El tercer riesgo es que se publiquen las cartas privadas. Raramente escriben los escritores cartas privadas diferentes de las de los comunes mortales, a menos que lo hagan de mentira como Ugo Foscolo. Pueden escribir «mándame el laxante» o «te amo con locura y te doy las gracias por existir», lo que es justo y normal, y es patético que el postremo vaya en busca de estos testimonios para concluir que el escritor era, también él o también ella, un ser humano. ¿Por qué? ¿Se creía acaso que era un ave zancuda?
¿Cómo evitar estas vicisitudes? Para los apuntes manuscritos, aconsejaría dejarlos en un lugar imprevisible, abandonando en cambio, en los cajones, una especie de mapas del tesoro que confirmen la existencia de este fondo pero den indicaciones indescifrables. Se obtendría el doble resultado de ocultar los manuscritos y obtener muchas tesis de doctorado que discutieran la impenetrabilidad de esfinge de esos mapas.

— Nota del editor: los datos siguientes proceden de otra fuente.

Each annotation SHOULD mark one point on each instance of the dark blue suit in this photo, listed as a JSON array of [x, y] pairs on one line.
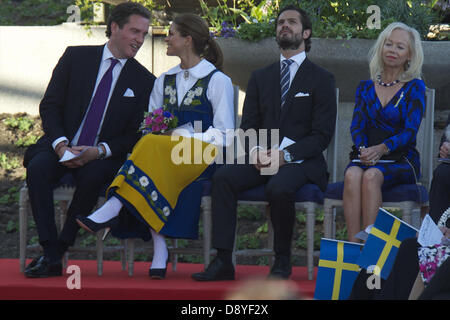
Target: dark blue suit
[[309, 120], [62, 110]]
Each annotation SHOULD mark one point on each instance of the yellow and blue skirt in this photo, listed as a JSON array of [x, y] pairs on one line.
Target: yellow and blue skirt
[[161, 186]]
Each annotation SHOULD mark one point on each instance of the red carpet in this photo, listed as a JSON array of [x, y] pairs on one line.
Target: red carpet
[[116, 284]]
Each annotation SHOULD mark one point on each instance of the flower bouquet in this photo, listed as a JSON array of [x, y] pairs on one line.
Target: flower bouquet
[[158, 121]]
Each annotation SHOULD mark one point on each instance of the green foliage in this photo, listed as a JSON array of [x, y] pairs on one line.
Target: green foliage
[[247, 241], [338, 19], [26, 141], [20, 123], [33, 12], [249, 212], [12, 226], [11, 197], [414, 13], [256, 31], [9, 163]]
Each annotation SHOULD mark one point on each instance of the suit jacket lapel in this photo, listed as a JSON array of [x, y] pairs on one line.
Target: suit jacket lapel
[[119, 90], [91, 72], [276, 100], [299, 79]]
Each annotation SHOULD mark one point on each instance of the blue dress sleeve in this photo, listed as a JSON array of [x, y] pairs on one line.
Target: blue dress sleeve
[[359, 120], [414, 107]]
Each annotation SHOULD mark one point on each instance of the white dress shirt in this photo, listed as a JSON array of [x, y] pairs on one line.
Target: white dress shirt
[[220, 93], [293, 68], [104, 66]]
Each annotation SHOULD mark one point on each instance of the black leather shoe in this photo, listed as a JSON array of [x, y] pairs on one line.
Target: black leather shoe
[[281, 268], [217, 270], [159, 273], [33, 263], [91, 226], [44, 268]]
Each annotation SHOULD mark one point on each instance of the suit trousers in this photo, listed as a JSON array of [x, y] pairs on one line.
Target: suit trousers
[[440, 191], [231, 179], [43, 173]]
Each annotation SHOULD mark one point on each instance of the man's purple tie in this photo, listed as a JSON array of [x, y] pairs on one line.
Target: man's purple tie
[[95, 113]]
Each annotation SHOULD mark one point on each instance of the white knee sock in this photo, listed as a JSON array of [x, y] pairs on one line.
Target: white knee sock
[[108, 211], [160, 253]]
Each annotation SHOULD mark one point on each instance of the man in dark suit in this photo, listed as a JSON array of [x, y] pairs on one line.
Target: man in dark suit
[[297, 99], [92, 108]]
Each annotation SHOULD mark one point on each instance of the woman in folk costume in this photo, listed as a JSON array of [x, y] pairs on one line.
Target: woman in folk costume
[[160, 195]]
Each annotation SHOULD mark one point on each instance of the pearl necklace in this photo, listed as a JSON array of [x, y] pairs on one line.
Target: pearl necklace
[[443, 220], [390, 84]]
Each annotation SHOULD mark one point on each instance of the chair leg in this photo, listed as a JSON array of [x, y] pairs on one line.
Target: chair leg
[[269, 236], [130, 247], [407, 208], [63, 205], [123, 254], [328, 220], [207, 229], [310, 223], [23, 226], [99, 254], [175, 255]]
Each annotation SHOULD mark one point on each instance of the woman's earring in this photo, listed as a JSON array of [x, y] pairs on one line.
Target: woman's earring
[[407, 64]]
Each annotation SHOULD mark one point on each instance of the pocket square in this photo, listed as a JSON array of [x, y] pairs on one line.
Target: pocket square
[[301, 94], [129, 93]]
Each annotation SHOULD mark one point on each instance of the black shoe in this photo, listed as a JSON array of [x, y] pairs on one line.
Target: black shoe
[[159, 273], [44, 268], [33, 263], [91, 226], [281, 268], [217, 270]]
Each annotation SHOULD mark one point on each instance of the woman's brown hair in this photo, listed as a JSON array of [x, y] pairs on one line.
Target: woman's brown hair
[[188, 24]]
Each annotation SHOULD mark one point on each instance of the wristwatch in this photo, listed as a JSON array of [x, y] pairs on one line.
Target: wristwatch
[[101, 153], [287, 156]]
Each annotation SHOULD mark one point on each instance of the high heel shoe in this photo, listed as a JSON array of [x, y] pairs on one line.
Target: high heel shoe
[[159, 273], [91, 226]]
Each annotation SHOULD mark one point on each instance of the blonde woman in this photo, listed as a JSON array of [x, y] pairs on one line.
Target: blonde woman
[[387, 115]]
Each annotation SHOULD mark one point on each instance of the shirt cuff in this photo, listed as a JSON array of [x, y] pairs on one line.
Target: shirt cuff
[[255, 148], [108, 150], [60, 139]]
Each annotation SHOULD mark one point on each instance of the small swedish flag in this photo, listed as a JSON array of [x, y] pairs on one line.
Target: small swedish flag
[[337, 269], [383, 242]]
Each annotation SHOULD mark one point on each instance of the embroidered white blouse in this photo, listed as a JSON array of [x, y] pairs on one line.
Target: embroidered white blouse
[[220, 93]]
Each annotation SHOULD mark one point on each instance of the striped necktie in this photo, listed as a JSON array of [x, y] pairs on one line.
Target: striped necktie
[[285, 79], [98, 104]]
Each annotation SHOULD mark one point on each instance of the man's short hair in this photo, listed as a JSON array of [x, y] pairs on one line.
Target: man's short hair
[[304, 19], [122, 13]]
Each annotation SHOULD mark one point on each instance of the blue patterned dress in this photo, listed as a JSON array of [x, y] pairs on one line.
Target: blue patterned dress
[[401, 116]]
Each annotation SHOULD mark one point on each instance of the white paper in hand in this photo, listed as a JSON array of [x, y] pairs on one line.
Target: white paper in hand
[[429, 233], [68, 155], [286, 142]]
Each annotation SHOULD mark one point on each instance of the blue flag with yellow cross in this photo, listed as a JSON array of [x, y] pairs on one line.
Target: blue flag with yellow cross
[[337, 269], [383, 242]]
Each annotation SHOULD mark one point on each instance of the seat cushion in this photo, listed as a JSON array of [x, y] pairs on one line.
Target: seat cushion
[[68, 180], [307, 193], [398, 193]]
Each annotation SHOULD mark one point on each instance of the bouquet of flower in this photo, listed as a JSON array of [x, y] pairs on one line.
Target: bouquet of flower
[[158, 121]]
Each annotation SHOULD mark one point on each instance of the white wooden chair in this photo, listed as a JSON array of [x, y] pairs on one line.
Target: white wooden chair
[[308, 198], [63, 195], [405, 197]]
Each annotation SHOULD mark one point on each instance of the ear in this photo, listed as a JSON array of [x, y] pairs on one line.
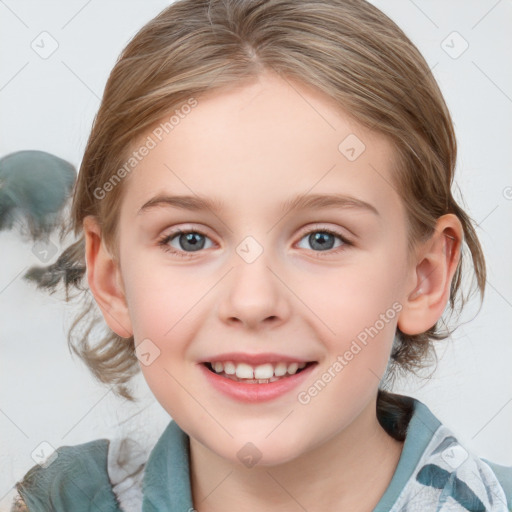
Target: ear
[[105, 281], [431, 277]]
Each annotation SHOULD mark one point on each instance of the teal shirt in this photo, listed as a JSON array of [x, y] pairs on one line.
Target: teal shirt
[[435, 473]]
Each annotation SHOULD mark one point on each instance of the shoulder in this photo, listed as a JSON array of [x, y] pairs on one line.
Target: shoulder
[[69, 477], [504, 476]]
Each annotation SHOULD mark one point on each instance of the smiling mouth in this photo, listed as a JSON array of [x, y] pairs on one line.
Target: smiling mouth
[[257, 381]]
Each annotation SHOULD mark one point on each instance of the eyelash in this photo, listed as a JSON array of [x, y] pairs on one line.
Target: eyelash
[[163, 242]]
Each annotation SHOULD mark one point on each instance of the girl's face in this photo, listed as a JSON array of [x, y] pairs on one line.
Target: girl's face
[[322, 281]]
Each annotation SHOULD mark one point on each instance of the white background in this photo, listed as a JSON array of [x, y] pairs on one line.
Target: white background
[[48, 104]]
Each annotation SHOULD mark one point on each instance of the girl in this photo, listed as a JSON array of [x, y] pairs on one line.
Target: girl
[[264, 211]]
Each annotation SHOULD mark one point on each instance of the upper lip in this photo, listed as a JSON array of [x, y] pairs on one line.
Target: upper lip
[[255, 359]]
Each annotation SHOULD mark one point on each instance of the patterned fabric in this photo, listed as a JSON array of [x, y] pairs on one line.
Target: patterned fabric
[[435, 473], [449, 479]]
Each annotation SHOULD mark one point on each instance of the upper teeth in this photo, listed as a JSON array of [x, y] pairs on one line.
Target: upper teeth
[[263, 371]]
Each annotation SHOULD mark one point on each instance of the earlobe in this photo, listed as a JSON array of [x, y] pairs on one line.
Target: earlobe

Para los congresos, puede ser útil dejar precisas disposiciones testamentarias pidiendo, en nombre de la Humanidad, que por cada congreso organizado en los diez años sucesivos a la muerte, los promotores tengan que dar veinte billones a Unicef. Difícil encontrar los fondos, y para incumplir el mandato es necesaria mucha cara dura.
Más complejo es el problema de las cartas de amor. Para aquellas todavía por escribir, se aconseja usar el ordenador, que engaña a los grafólogos, así como afectuosos seudónimos («tu gatito, Biribís, Furita») y cambiarlos con cada pareja, de manera que la atribución resulte dudosa. Es aconsejable también introducir alusiones que, aunque apasionadas, resulten embarazosas para los destinatarios (como «amo incluso tus frecuentes flatulencias»), y los disuadan de la publicación.
Las cartas ya escritas, en especial durante la adolescencia, son, en cambio, incorregibles. En estos casos, convendría localizar a los destinatarios, escribir una misiva que evoque con apacible serenidad días por lo demás inolvidables, y prometer que el recuerdo de esos días será tan imperecedero que, incluso después de la muerte del que escribe, los destinatarios serán revisitados para no dejar extinguir tanta memoria. No siempre funciona, pero un fantasma es siempre un fantasma, y los destinatarios no dormirán tranquilos.
Se podría llevar, también, un diario ficticio en el que, de vez en cuando, se insinúe la idea de que amigos y amigas tienen inclinación por la mendacidad y la falsificación: «Qué adorable mentirosa, esta Adelaida» o también «Gualtier me ha enseñado hoy una carta falsa de Pessoa realmente admirable».